You know an application slows after it has been in production, but do you know why? Sure, the number of transactions has increased slightly and there are more rows in the tables than before, but is that enough to account for the performance degradation? In many of these cases, the reason for performance degradation is "hidden." This is largely due to database disorganization. Database disorganization is scattered free space. It is a condition where a database's logical and physical storage allocations contain many scattered areas of storage that are too small, not physically contiguous, or too disorganized to be used productively.
Disorganization poses a key need for database maintenance and tuning because it negatively affects both the logical and physical storage of a database. It hinders logical access paths and it heightens physical I/O seek time as well as the number of physical reads required to retrieve data. Disorganization can degrade database performance and, in some cases, lead to complete database failure. This article examines the causes of disorganization in INFORMIX Online databases and offers some reorganization solutions. While most of the research was conducted against Online Version 7, everything discussed in this article applies to Online Versions 5 through 8.
JUST THE FACTS
The building block for Online storage is a data page, usually 2 kilobytes or 4 kilobytes. Blank pages are created when an administrator creates a chunk. Each page has a header area, a slot-table and a portion for storing data. The header area is used for statistic storage and integrity validation. The slot-table contains the rowids and pointers to the row pieces stored in the data area.
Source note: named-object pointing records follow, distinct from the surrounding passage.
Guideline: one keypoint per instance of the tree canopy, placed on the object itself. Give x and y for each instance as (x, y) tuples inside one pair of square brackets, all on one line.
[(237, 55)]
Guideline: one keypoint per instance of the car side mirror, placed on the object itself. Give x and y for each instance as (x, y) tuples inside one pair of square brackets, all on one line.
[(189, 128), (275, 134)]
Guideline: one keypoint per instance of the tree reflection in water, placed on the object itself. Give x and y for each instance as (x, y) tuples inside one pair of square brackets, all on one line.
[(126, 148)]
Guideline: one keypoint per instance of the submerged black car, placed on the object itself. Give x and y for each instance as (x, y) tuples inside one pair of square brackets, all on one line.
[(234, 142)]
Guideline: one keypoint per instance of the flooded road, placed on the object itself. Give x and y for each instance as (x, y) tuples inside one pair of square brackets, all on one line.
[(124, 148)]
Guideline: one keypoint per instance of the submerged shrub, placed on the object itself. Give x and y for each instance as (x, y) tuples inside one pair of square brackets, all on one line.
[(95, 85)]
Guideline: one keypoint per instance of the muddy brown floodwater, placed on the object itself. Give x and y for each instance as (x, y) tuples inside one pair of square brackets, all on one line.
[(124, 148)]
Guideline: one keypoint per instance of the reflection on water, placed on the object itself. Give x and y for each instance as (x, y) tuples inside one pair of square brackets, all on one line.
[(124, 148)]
Pages are allocated to objects in extents . An extent is a contiguous (sequential) set of pages. The number of pages in an extent is determined by the DDL when creating an object. When initially adding rows to a table, the pages are filled sequentially. For tables with clustered indexes, the fill factor is monitored and the appropriate amount of space is left free in each page.
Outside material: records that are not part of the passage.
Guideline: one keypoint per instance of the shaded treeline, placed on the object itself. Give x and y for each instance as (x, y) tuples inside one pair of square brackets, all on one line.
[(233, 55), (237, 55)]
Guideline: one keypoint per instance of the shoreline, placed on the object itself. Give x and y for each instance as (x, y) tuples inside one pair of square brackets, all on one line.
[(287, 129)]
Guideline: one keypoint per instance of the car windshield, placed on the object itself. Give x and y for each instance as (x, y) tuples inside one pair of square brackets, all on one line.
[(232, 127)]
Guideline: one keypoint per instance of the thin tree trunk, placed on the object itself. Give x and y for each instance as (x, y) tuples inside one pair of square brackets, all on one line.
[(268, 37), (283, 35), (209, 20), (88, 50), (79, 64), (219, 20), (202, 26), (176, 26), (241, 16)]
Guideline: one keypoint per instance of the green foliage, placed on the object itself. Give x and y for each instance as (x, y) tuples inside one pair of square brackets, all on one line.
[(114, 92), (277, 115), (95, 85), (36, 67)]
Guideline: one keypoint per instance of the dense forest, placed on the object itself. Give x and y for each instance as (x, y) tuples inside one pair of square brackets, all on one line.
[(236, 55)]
To reduce the amount of physical I/O required, rows are not unnecessarily broken across pages. Any row shorter than the size of a page is always stored in one piece. Online considers a page full when the free byte count is less than the number of bytes required to store a row. A row that is larger than a page is broken into pieces by Online. The terms used for the pages this row spans are:
When a row only uses two pages, the Home Page has a four-byte pointer to the Remainder Page. For more than two pages, the Home Page and each Big Remainder Page thereafter have forwarding pointers to the next data portion of the row. Please note that these pointers are at the page level, not the row level.
When updated, Online returns a modified row to its current location and maintains the same slot table entry if the row size has not changed. If the row size becomes smaller due to the modification, Online changes the size of the slot-table entry to reflect the new row size. If a row does not fit after being modified, the row is stored in another location on the same page and the slot-table entry changes to reflect the new starting offset and row length.
When a modified row is shorter than one page, but the current page cannot allocate it, a four-byte forward pointer, containing the new rowid is stored on the row home page. The modified row retains its original rowid but is stored on a different page.
The performance curve
Several types of physical degradation can occur in a database to affect performance, including partial empty pages, unused extent space, extent interleaving, index node separation, and row migration. Let's examine these types of physical degradation and their effect on Online performance:
Partial Empty Pages
Many types of rows, particularly meta-data and summary rows, change size over time. This change occurs when variable length fields, such as VARCHAR, get updated. As mentioned in the previous section, there are three different scenarios that may apply here:
Online is considerate of these partial empty pages, and at present is the only open systems database that performs page compression to reclaim wasted space within pages. To perform page compression, Online copies the entire page into memory, and shuffles the rows around the page to make all the free space contiguous. Unfortunately for end users, page compression is triggered when an UPDATE is requested on a row and there is not enough contiguous space (but enough free space) for the updated row. This means the user must wait for the compression to occur.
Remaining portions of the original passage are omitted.